Can I make a claim for clinical negligence?

Written by Rebecca Brisley | Medical Negligence Team |20 October 2023

When considering whether you are able to make a claim for clinical negligence, it is always important to contact a specialist lawyer who should, in the first instance, let you know whether your enquiry relates to poor medical care, or whether there has potentially been a negligent act or omission.

Clinical negligence can take many forms, including:

  • Surgical error

  • Delayed diagnosis or misdiagnosis

  • A failure to obtain informed consent before embarking on a course of treatment

  • Negligent care from a GP

  • Birth injuries which can include trauma and injury to mum and / or baby during pregnancy or birth and beyond

Whilst it is important to remember that we are lawyers, and not medical practitioners, an experienced clinical negligence lawyer will have the necessary experience to talk you through events, take a good history, then, if necessary, go away and research the issues raised and possibly even be able to discuss on an ‘off the record’ basis with a medical expert.

In any clinical negligence claim you must prove the following:

  • that there has been a breach of duty of care and;

  • that breach of duty has caused you an additional injury, i.e. you are now in a worse position than you would have been but for the negligent treatment

The second stage of the above test is often the most difficult to prove. You might be surprised to learn, as an example, that when assessing delayed diagnosis of cancer cases, we would often look for a delay of more than 3 months before being able to further investigations. 

What will happen if my Solicitor thinks I have a claim?

Once funding for your claim has been established and agreed (normally under a no win, no fee agreement), your Solicitor will gather your medical records, if they have not already done so.

Depending on the size of your records, your Solicitor may send them off to a specialist pagination agency to sort, paginate and index them into an easy to read bundle of documents and will thereafter research an appropriate medical expert to instruct.

Medical Expert Reports

Your Solicitor will then decide whether to instruct an expert on the issue of breach of duty or causation, or possibly both.  This expert will be completely independent and will likely never have had any contact with the client or their medical treatment.  The expert will also confirm that they do not have any conflict of interest and that they are able to provide an independent opinion.

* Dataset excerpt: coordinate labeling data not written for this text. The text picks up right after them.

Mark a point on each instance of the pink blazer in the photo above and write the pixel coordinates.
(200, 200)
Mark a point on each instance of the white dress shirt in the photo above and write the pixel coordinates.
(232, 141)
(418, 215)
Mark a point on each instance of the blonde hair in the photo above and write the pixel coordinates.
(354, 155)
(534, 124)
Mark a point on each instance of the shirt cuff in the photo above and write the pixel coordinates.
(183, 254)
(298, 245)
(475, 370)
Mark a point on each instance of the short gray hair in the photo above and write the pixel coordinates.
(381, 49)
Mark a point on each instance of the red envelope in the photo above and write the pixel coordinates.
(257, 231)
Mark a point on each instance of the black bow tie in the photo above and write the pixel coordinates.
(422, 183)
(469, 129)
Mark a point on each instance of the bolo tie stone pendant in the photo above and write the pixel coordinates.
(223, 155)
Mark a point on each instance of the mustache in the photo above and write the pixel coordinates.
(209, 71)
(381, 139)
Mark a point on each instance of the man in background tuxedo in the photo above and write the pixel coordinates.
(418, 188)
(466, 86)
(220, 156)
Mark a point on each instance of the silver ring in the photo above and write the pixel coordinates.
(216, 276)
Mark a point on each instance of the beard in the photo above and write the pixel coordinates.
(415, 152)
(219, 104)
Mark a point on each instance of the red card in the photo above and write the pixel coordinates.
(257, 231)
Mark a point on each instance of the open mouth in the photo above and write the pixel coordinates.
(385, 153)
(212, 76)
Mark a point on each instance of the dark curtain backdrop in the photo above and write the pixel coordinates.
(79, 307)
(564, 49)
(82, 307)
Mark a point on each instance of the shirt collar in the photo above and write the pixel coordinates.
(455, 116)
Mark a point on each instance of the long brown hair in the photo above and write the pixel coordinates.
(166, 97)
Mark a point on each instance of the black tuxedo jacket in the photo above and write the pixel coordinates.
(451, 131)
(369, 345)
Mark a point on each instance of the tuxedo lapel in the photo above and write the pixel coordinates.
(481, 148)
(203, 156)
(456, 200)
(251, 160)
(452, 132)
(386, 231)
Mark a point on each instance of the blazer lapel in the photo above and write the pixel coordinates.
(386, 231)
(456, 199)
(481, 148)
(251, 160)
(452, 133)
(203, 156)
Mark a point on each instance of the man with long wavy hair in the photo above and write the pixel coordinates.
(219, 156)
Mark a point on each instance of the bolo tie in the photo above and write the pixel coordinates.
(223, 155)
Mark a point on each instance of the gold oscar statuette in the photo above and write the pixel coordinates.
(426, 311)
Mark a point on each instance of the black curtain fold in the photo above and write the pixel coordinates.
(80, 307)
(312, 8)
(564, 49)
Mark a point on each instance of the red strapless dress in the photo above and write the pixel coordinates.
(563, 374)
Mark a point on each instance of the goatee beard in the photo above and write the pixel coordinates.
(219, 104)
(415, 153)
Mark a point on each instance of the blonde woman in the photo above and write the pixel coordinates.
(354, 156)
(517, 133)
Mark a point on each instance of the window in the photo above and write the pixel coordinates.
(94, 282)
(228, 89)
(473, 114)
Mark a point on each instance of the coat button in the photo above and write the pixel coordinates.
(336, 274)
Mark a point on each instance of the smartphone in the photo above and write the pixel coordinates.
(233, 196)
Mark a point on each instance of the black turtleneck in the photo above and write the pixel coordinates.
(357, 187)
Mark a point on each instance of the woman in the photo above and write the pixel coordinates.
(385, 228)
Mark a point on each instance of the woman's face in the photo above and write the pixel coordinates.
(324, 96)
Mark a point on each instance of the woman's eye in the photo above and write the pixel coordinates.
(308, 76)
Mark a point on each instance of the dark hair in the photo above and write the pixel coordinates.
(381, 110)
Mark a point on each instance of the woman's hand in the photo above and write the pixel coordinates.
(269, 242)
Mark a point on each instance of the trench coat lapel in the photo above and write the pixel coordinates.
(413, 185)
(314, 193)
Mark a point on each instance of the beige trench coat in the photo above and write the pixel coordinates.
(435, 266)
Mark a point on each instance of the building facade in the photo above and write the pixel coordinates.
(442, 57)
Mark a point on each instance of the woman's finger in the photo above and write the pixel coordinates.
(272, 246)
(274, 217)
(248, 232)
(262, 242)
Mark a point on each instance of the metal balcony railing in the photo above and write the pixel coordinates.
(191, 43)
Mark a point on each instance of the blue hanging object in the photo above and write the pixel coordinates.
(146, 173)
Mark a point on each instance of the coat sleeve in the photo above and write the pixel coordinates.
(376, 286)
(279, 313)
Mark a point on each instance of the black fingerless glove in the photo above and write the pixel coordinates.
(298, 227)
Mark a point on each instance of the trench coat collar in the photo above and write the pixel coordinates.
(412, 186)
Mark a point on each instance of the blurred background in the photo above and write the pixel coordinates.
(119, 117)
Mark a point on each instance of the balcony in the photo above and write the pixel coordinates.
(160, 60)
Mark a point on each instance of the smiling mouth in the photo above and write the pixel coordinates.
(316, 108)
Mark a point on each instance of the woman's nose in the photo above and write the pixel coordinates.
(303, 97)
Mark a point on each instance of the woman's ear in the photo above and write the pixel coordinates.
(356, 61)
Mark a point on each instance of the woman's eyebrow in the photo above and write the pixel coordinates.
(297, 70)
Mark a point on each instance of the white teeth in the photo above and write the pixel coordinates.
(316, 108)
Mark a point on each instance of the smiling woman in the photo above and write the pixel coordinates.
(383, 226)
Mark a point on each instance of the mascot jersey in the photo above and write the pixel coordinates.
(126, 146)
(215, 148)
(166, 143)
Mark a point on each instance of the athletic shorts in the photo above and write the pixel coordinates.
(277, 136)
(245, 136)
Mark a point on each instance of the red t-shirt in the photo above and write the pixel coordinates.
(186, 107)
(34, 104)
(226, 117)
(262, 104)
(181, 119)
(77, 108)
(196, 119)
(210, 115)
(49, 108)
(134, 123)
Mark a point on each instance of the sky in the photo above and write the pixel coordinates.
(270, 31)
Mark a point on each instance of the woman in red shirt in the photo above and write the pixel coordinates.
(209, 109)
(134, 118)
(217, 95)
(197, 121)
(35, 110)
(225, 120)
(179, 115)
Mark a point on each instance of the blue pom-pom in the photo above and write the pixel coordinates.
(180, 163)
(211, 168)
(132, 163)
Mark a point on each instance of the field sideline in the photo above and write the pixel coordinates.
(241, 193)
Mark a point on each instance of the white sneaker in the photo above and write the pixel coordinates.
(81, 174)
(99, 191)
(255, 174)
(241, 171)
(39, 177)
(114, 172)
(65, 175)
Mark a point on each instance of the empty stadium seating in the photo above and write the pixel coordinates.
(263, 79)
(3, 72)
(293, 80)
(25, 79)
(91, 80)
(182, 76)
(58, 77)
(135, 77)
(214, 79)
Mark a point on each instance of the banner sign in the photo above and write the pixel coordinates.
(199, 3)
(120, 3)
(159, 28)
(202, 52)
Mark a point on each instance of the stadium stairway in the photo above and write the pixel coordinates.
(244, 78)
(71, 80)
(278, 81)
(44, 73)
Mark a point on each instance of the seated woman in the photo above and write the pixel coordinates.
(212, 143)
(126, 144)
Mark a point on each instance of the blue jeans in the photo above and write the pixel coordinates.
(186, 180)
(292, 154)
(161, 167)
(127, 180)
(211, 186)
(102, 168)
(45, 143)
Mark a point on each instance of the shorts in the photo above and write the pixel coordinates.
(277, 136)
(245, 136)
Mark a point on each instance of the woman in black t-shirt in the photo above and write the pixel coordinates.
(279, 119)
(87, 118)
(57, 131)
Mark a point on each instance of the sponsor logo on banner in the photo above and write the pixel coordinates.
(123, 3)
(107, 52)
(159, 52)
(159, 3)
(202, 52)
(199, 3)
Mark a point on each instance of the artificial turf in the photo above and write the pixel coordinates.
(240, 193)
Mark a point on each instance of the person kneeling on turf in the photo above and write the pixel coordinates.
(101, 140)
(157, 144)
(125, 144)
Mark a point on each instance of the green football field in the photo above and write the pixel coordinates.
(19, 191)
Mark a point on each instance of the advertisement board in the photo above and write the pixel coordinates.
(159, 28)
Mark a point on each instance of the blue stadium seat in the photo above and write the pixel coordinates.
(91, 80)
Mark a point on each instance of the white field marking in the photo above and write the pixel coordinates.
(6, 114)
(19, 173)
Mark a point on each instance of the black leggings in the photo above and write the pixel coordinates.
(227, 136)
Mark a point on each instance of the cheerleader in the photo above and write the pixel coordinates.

There is a specific test called the ‘Bolam Test’, which experts will consider when preparing their reports. The test was set out in a case from 1957 where the judge said this:

“I myself would prefer to put it this way, that he is not guilty of negligence if he has acted in accordance with a practice accepted as proper by a responsible body of medical men skilled in that particular art. I do not think there is much difference in sense. It is just a different way of expressing the same thought. Putting it the other way around, a man is not negligent, if he is acting in accordance with such a practice, merely because there is a body of opinion who would take a contrary view. At the same time, that does not mean that a medical man can obstinately and pig-headedly carry on with some old technique if it has been proved to be contrary to what is really substantially the whole of informed medical opinion.”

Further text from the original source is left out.